The pair have worked as a close team since meeting as young politicians. In 2004, after Ms Sturgeon dropped out of the leadership election to allow Mr Salmond to return from Westminster, the duo launched a presidential style campaign ahead of the Holyrood elections in 2007.

"Nicola and I are standing as a team because we believe that, together, we can take the SNP and Scotland forward," Mr Salmond was quoted as saying at the time.

TWO AT THE TOP

ALEX Salmond and Nicola Sturgeon are not the only male-female double act to take the political world by storm - although they are perhaps unusual in that their relationship is purely professional.

In the US, the popularity of the first lady is arguably more important than that of the president himself.

Bill Clinton's wife, Hillary, was a key part of his success, especially after the Monica Lewinski scandal.
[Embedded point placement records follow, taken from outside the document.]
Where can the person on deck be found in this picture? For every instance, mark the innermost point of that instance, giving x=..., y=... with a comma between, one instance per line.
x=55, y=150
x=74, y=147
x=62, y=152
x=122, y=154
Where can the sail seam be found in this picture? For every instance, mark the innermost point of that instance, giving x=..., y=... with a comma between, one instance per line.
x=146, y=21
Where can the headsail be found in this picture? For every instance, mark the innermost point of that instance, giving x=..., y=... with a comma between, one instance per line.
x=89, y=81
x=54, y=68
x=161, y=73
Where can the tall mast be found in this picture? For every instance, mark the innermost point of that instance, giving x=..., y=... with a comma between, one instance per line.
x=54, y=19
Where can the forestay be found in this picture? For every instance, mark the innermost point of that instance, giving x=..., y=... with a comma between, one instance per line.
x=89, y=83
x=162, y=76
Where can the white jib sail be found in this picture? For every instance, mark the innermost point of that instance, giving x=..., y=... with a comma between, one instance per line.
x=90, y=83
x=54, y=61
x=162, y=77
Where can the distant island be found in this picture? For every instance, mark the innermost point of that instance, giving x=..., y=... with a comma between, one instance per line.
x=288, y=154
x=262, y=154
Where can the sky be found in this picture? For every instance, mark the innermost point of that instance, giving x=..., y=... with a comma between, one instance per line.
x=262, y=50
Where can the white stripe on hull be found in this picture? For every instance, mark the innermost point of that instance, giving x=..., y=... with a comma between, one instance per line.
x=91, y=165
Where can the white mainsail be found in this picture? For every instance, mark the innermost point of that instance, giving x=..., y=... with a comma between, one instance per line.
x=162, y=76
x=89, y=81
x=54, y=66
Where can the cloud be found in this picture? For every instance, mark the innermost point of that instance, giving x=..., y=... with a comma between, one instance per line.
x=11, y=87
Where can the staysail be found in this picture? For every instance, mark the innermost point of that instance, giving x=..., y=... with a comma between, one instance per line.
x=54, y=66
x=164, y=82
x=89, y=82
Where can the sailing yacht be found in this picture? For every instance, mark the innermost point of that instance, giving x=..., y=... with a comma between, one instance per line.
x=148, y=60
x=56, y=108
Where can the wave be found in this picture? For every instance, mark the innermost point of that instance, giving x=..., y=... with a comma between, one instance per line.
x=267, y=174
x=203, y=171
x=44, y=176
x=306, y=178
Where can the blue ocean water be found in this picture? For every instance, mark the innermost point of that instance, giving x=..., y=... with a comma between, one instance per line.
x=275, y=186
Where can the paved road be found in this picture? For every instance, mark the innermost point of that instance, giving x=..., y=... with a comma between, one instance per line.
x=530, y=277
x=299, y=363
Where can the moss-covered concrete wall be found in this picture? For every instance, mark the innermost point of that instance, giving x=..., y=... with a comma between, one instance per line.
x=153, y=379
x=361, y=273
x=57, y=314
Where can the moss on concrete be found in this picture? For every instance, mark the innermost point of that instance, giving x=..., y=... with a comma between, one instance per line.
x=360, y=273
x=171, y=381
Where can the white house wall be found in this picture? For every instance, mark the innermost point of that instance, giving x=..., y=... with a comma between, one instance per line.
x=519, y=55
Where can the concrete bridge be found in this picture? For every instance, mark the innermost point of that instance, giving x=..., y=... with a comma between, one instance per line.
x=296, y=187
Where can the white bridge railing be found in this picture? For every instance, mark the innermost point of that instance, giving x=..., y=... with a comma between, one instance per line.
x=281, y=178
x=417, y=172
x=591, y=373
Regarded as the most powerful first lady since Eleanor Roosevelt, Mrs Clinton (pictured below with her husband) was the first to have an office in the West Wing of the White House, in addition to the usual first lady's offices in the East Wing.

Dennis Thatcher was described as a "vital element" in Margaret Thatcher's success by Iain Duncan Smith after Mr Thatcher died in 2003, while in Northern Ireland, husband and wife team Peter and Iris Robinson were long considered the most powerful political family in the province.